August 15th 2024
As we watch the sales figures come in month by month and year by year, there are a couple of trends we need to keep in mind. The first is cyclical. What is happening seasonally? And the other is economic. What is happening overall due to market pressures brought about by interest rate fluctuations and inflationary changes?
But before we attempt to understand the market shifts, let’s begin by looking at the raw data. And I’d like to draw your attention to the average sale price across the region, first on a monthly basis over 2023 and then over the first 7 months of 2024.
We often refer to the ‘spring market’ as the time when the market heats up. Of course, that is not always the case. Boom and bust cycles don’t always follow the calendar. But all things being equal, there is evidence of the market strengthening over the busy spring.
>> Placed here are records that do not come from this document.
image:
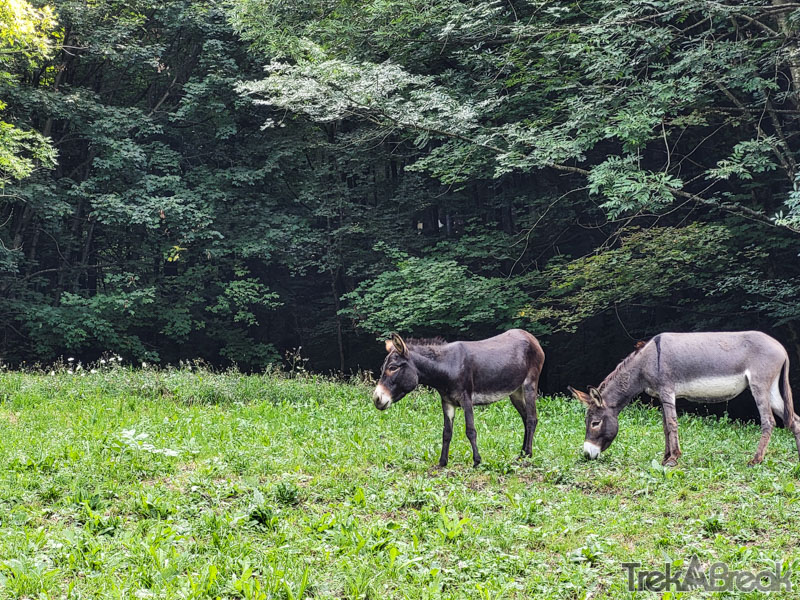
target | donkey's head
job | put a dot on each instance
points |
(601, 422)
(398, 375)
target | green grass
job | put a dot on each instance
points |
(186, 484)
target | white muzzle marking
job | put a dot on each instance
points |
(381, 397)
(591, 450)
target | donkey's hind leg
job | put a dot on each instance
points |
(524, 400)
(761, 393)
(776, 402)
(518, 400)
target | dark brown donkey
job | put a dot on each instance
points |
(702, 367)
(466, 374)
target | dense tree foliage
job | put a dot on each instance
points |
(233, 185)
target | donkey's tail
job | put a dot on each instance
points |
(786, 392)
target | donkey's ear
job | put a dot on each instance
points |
(582, 396)
(594, 394)
(399, 344)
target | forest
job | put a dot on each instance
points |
(260, 181)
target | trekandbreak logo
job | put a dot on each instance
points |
(717, 578)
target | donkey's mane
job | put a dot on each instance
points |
(434, 341)
(625, 361)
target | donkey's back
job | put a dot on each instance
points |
(712, 366)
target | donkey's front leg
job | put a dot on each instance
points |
(672, 448)
(447, 433)
(472, 435)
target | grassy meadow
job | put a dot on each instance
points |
(192, 484)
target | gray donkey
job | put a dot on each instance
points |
(702, 367)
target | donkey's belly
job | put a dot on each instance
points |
(711, 389)
(479, 398)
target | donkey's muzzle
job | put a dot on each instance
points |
(381, 398)
(590, 450)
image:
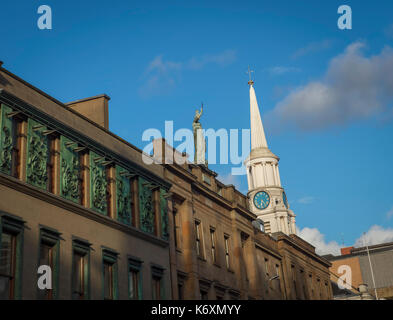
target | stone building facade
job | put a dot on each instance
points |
(79, 199)
(219, 252)
(364, 266)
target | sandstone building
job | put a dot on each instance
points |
(79, 199)
(371, 266)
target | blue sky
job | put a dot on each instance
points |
(158, 61)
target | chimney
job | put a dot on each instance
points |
(94, 108)
(347, 250)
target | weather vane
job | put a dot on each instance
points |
(250, 81)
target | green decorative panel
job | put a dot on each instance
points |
(123, 195)
(146, 208)
(6, 141)
(69, 170)
(164, 214)
(37, 155)
(98, 184)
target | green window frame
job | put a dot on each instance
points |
(123, 196)
(70, 170)
(157, 278)
(11, 233)
(109, 274)
(164, 214)
(80, 285)
(98, 184)
(49, 254)
(6, 139)
(38, 155)
(134, 278)
(147, 213)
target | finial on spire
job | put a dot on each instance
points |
(250, 81)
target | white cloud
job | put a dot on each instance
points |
(389, 31)
(161, 76)
(354, 87)
(312, 48)
(229, 179)
(280, 70)
(389, 214)
(222, 59)
(375, 235)
(317, 239)
(306, 200)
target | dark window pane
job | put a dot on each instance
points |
(79, 279)
(6, 254)
(46, 258)
(108, 283)
(7, 269)
(134, 284)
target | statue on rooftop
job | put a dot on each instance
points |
(199, 139)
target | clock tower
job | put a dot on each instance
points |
(267, 198)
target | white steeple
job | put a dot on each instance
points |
(267, 198)
(258, 138)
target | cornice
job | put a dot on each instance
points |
(35, 113)
(48, 197)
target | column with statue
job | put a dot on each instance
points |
(199, 139)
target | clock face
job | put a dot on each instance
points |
(261, 200)
(284, 198)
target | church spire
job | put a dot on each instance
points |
(258, 138)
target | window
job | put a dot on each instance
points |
(213, 244)
(206, 179)
(293, 270)
(49, 256)
(157, 282)
(267, 268)
(50, 168)
(198, 235)
(7, 266)
(180, 290)
(16, 129)
(278, 281)
(181, 280)
(80, 269)
(226, 244)
(109, 274)
(204, 295)
(176, 227)
(11, 246)
(134, 279)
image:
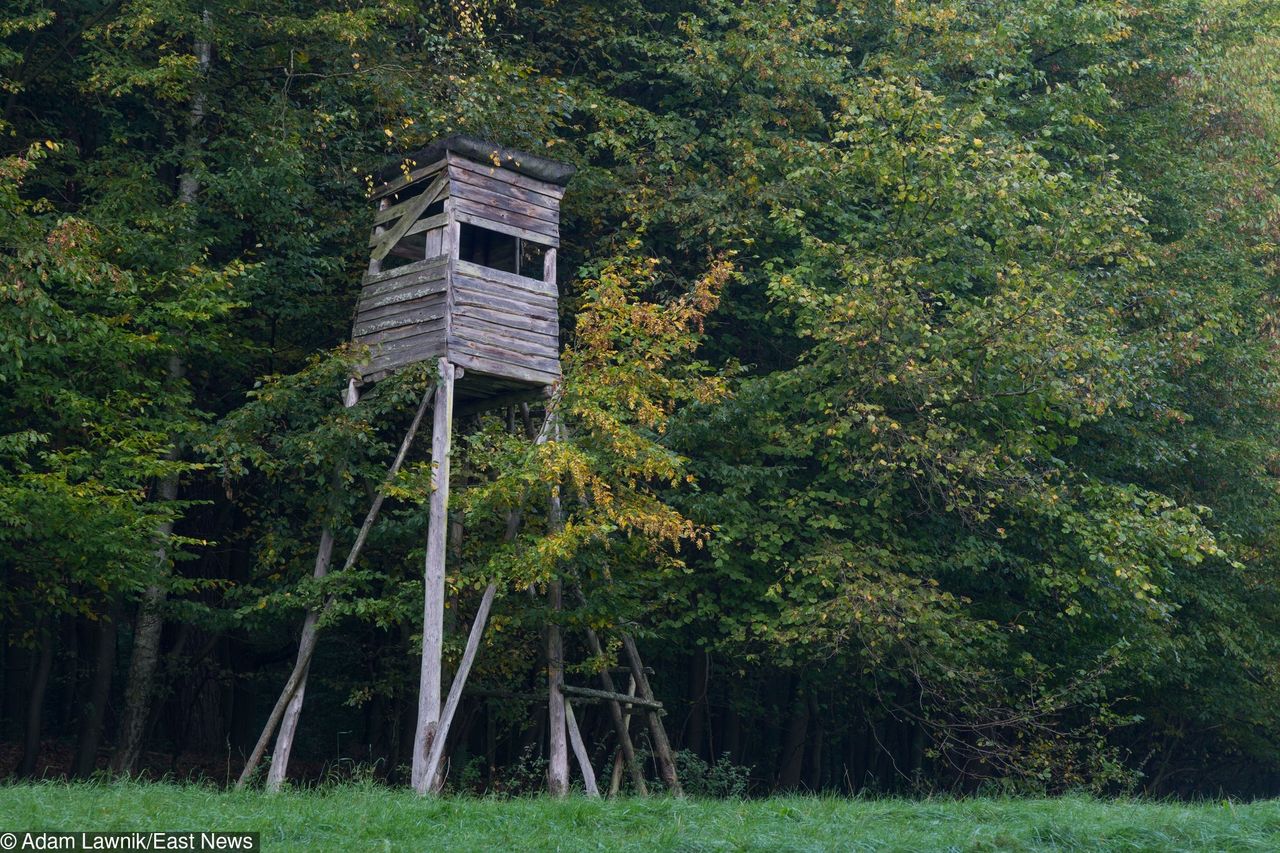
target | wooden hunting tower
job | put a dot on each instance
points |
(462, 267)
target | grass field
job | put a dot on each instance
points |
(364, 817)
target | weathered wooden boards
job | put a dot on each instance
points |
(503, 324)
(502, 328)
(503, 200)
(402, 315)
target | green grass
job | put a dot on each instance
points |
(365, 817)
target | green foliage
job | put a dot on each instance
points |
(919, 356)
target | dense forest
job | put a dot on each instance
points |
(920, 406)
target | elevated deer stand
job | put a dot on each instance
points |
(462, 273)
(462, 270)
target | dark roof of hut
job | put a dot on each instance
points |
(483, 151)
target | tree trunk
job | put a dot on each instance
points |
(146, 643)
(698, 680)
(100, 690)
(36, 706)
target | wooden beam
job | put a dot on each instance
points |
(661, 744)
(499, 401)
(621, 721)
(433, 580)
(421, 203)
(612, 696)
(584, 760)
(307, 643)
(435, 760)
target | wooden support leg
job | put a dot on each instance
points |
(584, 761)
(616, 780)
(435, 760)
(433, 579)
(557, 740)
(661, 744)
(557, 746)
(311, 628)
(626, 749)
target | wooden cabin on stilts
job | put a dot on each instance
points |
(462, 274)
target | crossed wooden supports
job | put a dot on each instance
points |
(434, 721)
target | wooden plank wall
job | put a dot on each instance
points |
(492, 323)
(402, 315)
(504, 200)
(503, 324)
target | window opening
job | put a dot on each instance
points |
(501, 251)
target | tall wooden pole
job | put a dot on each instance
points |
(626, 749)
(657, 731)
(557, 739)
(279, 767)
(311, 628)
(433, 580)
(435, 757)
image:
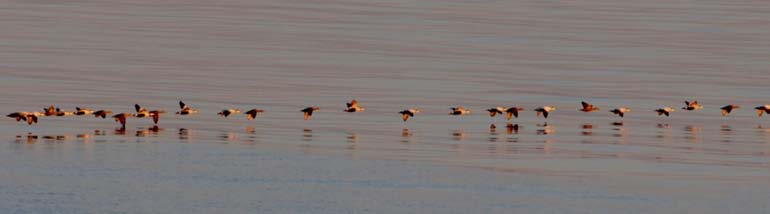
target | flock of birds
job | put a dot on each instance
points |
(352, 106)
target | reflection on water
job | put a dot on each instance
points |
(406, 136)
(587, 129)
(151, 131)
(692, 133)
(511, 129)
(726, 132)
(458, 135)
(545, 129)
(492, 133)
(307, 135)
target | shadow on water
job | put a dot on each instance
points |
(587, 129)
(458, 135)
(307, 135)
(545, 129)
(493, 133)
(406, 136)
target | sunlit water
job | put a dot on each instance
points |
(390, 55)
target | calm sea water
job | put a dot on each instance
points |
(390, 55)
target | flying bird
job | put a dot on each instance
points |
(309, 111)
(251, 114)
(405, 114)
(588, 107)
(512, 111)
(728, 108)
(83, 111)
(353, 106)
(544, 110)
(496, 110)
(664, 110)
(762, 109)
(185, 110)
(620, 111)
(691, 106)
(102, 113)
(121, 118)
(228, 112)
(459, 110)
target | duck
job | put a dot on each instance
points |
(405, 114)
(102, 113)
(762, 109)
(228, 112)
(309, 111)
(353, 106)
(50, 111)
(728, 108)
(140, 112)
(29, 117)
(496, 110)
(588, 107)
(544, 110)
(513, 111)
(60, 113)
(620, 111)
(185, 110)
(121, 118)
(665, 110)
(251, 114)
(459, 110)
(83, 111)
(692, 106)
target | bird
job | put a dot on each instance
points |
(459, 110)
(50, 111)
(155, 114)
(83, 111)
(692, 106)
(353, 106)
(513, 111)
(228, 112)
(185, 110)
(141, 112)
(309, 111)
(60, 113)
(762, 109)
(728, 108)
(29, 117)
(620, 111)
(102, 113)
(405, 114)
(496, 110)
(588, 107)
(664, 110)
(121, 118)
(544, 110)
(251, 114)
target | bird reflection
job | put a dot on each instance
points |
(693, 133)
(458, 135)
(545, 129)
(511, 129)
(152, 131)
(352, 137)
(726, 132)
(587, 129)
(184, 134)
(492, 133)
(307, 135)
(621, 131)
(406, 136)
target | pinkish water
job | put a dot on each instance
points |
(390, 55)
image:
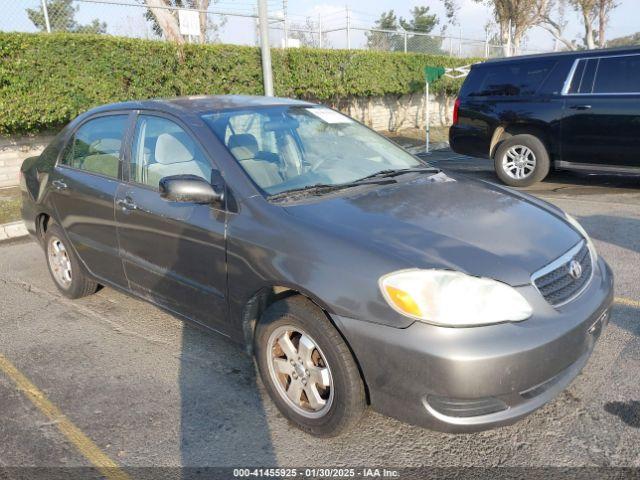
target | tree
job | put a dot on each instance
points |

To illustrate, let’s look at the two most recent years 2023 and 2024.
The year 2023 saw the market open up across the Niagara region with the average sale price in January coming in at $627,561 (Down nearly $30,000 from where the market ended the year 2022). Over the next 6 months ending June 2023 the average sale price increased every month except one (May) and ended the first half year at $736,491. That’s a six month increase of $108,930 or 17.36%. But look what happened beginning in July. July 2023 saw prices slip by $19,093 or 2.59%. And that downward trend continued every single month to the end of the year, with December 2023 recording an average sale price of $644,067, down $92,424 or 12.55% from June. Erasing all but $16,506 of the over $100,000 gained in the spring.
Now, let’s take a look at this year, 2024. We began the year with an average sale price in January of $650,178. Then, over the next 6 months, we saw average price gains every single month but one (April), ending the first half of the year at $744,110. A gain of $93,932 or 14.45%. Nice. Then along came July, and average prices dropped to $690,054, a one month decline of $54,056 or 7.26%. Or to put that in clearer perspective, June 2024 compared to June 2023 was up year over year $7,619 while July 2024 compared to one year ago July 2023 is down $27,344. In other words, based on the first month of the second half of 2024 we’re losing ground faster than we did in the comparable period last year.
Of course, one month does not a trend make. Quite puzzling however is when you weigh these changes in the light of the economic forces we talked about earlier. Over the past couple of months in 2024 we have seen the bank lower rates twice. That didn’t happen at all in 2023. So, shouldn’t that have the reverse effect? Shouldn’t we see an increase in prices as a result, or at the very least a slow down of the decline? One would think so. But not the case. One factor that will help shed light on what is going on is unit sales. Let’s take a look at the number of sales, month by month since January 2023.
In the first four months of 2024, each month outperformed the previous years corresponding monthly figures. Jan. 371 vs 312, Feb. 546 vs 461, Mar. 590 vs 585 and Apr. 634 vs 593. That’s a four-month difference of 190 units, an increase of 9.74%. The market was strengthening. People were becoming more confident and getting back into the market. But look at May-July. In 2023, 1,928 residential properties changed hands, while over the same three-month period in 2024, that total has dropped to 1,722. A decline of 206 units or 10.68%. What changed? Interest rates. The Bank of Canada began to drop interest rates and buyers began to hold off and take a ‘wait and see’ approach.
Here again this isn’t totally surprising. In our last month’s newsletter, we took a look at the real estate market in the early 1980’s. You will recall we saw staggering inflation rates about that time and incredible interest rate hikes brought into play to combat that trend. Shortly thereafter the Bank of Canada slashed interest rates drastically and rapidly, but the market still took 4-5 years to recover.
I don’t expect to experience that sluggish a recovery this time around. Primarily because we didn’t see anywhere near the interest rate hikes recorded in the early 80’s. And back then, a moderation brought mortgage rates to around 10%-11%. Still relatively high! Today, with only a few 1/4 point drops we’ll be back to very affordable borrowing rates certainly under 4%. People will only sit on the sidelines for so long. I believe at some point in the not-too-distant future with rates continuing to decline we’ll see the fulcrum tip and when that happens the buyer floodgates will open wide.